外を歩くと、蕾がふっくらした桜の木がちらほら目につくようになり、気づくと桜の花は満開になる。歩く人たちは軽装になり、空気もなんだか暖かい。

川沿いではバーベキューをする人、はあはあと半袖短パンで走るランナー。春が来たのだ。

学生の頃は、春はなんともいえないものだった。新しいクラスに馴染めるかの不安というよりか、リセットされてしまうことがめんどうに感じていた。

春に始まったよそよそしい関係は、冬になるころには、くだらない話が途切れない関係になる。でも馴染みきったときには、もう終わりが近い。

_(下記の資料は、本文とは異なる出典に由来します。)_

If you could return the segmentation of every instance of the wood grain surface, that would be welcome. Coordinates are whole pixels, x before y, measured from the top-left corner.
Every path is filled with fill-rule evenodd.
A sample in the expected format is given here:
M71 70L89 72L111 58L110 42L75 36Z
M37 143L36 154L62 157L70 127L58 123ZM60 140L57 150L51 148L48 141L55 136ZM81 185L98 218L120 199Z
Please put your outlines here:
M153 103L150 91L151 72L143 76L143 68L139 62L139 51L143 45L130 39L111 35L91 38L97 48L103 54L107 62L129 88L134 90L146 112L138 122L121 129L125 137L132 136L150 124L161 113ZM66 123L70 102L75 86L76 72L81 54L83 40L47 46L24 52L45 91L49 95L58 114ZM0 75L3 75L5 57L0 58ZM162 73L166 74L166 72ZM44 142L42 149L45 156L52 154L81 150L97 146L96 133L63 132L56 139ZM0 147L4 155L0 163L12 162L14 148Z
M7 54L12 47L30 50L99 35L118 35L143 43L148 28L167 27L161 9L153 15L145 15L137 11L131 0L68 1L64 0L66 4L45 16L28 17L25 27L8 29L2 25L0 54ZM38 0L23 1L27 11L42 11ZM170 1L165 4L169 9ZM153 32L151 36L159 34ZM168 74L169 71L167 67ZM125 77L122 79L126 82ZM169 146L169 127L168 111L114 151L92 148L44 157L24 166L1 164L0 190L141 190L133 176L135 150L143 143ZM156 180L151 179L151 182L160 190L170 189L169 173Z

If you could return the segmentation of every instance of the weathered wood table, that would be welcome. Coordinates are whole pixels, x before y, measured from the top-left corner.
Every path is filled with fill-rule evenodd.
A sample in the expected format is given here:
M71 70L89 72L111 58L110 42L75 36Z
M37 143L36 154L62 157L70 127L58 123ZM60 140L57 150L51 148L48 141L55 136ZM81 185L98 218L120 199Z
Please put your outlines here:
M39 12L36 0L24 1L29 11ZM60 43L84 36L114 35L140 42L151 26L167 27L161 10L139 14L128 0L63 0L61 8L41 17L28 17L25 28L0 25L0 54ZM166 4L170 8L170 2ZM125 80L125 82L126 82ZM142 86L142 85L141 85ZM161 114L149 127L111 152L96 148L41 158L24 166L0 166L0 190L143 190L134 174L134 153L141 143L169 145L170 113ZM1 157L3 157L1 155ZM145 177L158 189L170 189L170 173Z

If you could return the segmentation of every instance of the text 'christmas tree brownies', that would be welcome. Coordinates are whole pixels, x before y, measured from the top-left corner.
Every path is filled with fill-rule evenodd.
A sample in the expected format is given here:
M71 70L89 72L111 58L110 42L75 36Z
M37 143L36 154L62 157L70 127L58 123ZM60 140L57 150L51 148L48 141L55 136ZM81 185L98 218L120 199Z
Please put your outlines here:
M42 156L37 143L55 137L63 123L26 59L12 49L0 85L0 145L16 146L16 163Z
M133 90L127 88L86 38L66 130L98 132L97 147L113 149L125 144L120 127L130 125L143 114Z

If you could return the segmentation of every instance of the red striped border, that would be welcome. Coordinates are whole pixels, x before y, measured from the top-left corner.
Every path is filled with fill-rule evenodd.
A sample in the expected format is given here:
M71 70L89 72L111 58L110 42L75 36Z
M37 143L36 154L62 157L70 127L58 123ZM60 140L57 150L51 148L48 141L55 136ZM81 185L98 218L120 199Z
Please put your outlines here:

「このクラスもおもしろくなってきたのになあ」といいところで終わってしまう、どうにもできない無力さ。もちろん「やっと、このクラスも終わりか」と深く息を吐くこともあった。

私の子どもを見ていると、まったくそういう感覚はないみたいだ。「早く新しい学年になって、クラス替えしたい」と言っている。

話を聞いてると、友だちとうまくやれていないらしい。深刻そうではないので、私は深く入り込まないようにしている。入り込んでも、うまくいかないだろう。子どもには子どもの世界がある。私には私の世界があるように。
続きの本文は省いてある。